To recover the everyday
An inventory of absence
“Blackness is speaking: Echo North is an attempt to reflect the sound.” Chaun Webster, poet, publisher, archivist, and graphic designer is creating an oral archive and visual re-mapping of North Minneapolis. The project, which he calls a “ritual of resistance,” is an attempt to re-hear the absent, but not silent, sounds of the neighborhood’s histories of black social life, to hear and offer the stories that the city has failed to archive, failed to record, and failed to recognize.
I asked Chaun to talk about the project so that its echoes might spread a bit farther.
1. Can you describe the Echo North project? What are its politics?
Echo North is an evolving effort to look at the way landscapes are marked by race. I am attempting to reconstruct black memory from oral stories gathered from residents of North Minneapolis.

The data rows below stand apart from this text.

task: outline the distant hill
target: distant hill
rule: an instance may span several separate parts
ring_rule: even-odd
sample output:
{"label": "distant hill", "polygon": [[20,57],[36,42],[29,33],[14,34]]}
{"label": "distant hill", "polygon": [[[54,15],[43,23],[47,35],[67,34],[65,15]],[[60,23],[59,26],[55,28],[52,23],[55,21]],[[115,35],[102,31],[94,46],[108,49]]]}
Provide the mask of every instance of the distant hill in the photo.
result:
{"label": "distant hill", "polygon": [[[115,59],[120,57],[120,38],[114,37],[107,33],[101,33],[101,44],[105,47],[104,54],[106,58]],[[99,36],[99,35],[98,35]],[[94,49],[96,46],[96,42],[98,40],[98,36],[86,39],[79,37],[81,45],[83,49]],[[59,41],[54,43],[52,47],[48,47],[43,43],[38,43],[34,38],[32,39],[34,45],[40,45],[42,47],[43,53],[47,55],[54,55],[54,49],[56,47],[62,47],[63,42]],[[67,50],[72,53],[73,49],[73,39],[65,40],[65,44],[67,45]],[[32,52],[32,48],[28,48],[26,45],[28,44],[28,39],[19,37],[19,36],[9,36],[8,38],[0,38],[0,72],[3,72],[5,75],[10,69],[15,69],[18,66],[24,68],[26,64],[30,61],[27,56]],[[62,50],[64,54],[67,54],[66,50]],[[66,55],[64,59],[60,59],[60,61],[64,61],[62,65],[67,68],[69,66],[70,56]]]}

North Minneapolis has long been imagined as the “black part of town,” a convenient shorthand for poor, criminal, and sexually deviant, etc. I believe that the way blackness has been remembered and mapped to place in general has obscured black social life, and in North Minneapolis I am attempting to shift the lens. The blackness imagined and articulated here has predominantly been that of the white imagination, so Echo North is a manner of talking back to ourselves, documenting and considering the meaning of our own lives in place over time.
2. Who are you interviewing?
I am interviewing as many current and former black residents as are willing to talk with me: A barber I went to as a child (Corrine Wright) whose shop was destroyed in a tornado; a teacher, and now principal of a school, whose mother was among the first black teachers in Minneapolis and whose father ran a roller rink (Northgate) which became an important site for the development of black music.
There are also informal encounters I have while sitting in an empty lot with my equipment, or connecting with someone by chance at the bus stop or barbershop.
3. How are these interviews recorded? What about the visual aspects of the project?
These interviews are audio recorded and then transcribed. This is mostly a sound project. The visuals are photographs, mostly of vacant lots and abandoned housing owned by the City of Minneapolis. The photos are what I am calling a visual archive of absence.
I am interested in what Grace M. Cho argues is observable in absence. So one must really excavate from absence, observe nothingness, and build from it. How might we investigate what Fred Moten calls Blackness and Nothingness? So much of what I want to know about is physically no more, or the city and county have disposed of records, or the newspapers haven’t been transferred to microfilm and are certainly not indexed (a metaphor for black life in Minnesota, miscellaneous and lacking index).
Some of this reconstructing has been to draw the floor plans for Corrine Wright’s barbershop (1991–2011), a place that had great significance for a number of black folks, as did the black-run farmer’s market that operated across the street from it every Saturday for years.
A geographer friend of mine, Aaron Mallory, and I have been using the descriptions within interviews to develop a memory map.
5. What are your goals for the project? What are its ethical/political/practical limitations?
As much as I see the importance and value of this research, my proximity to it all (I live here, I am from here) has me often reckoning with the reality that this work will not stop displacement, or the constant fires, or the state violence brought down upon the bodies seen as out of place. I hope that if Echo North does anything, that it further opens up space for black Minnesotans to consider these otherwise histories (Ashon Crawley’s term here) as a way to engage “otherwise knowledges” that are here, have been here, and will remain.
Decolonizing Methodologies: Research and Indigenous Peoples by Linda Tuhiwai Smith has been immensely helpful in establishing some ethical parameters. The questions that I ask continually echoing from that text are: “Whose research is it? Who owns it? Whose interests does it serve? Who will benefit from it? Who has designed its questions and framed its scope? Who will carry it out? Who will write it up? How will the results be disseminated?”
6. How is Echo North connected to your own writing?
Extremely connected. My having grown up and now raising a family in North Minneapolis, my longing to express the particularity of blackness in Minnesota — all of this has been instrumental in the writing of a forthcoming book of poetry currently titled, Gentry!fication: or the scene of the crime (forthcoming from Noemi Press). In the poems I’m wrestling with landscape, race, and memory but also movement, both as forced removal and flight. Movement is central to marronage (Neil Roberts) but also has been a fundamental part of the black diasporic experience here at the scene of the crime. I’m trying to look closely, to perhaps offer a grammar for those trying to find “a zone of refuge” (James C. Scott).
For even in the wake of displacement, in the absence I spoke of earlier, something is always left. Absence and nothingness are observable.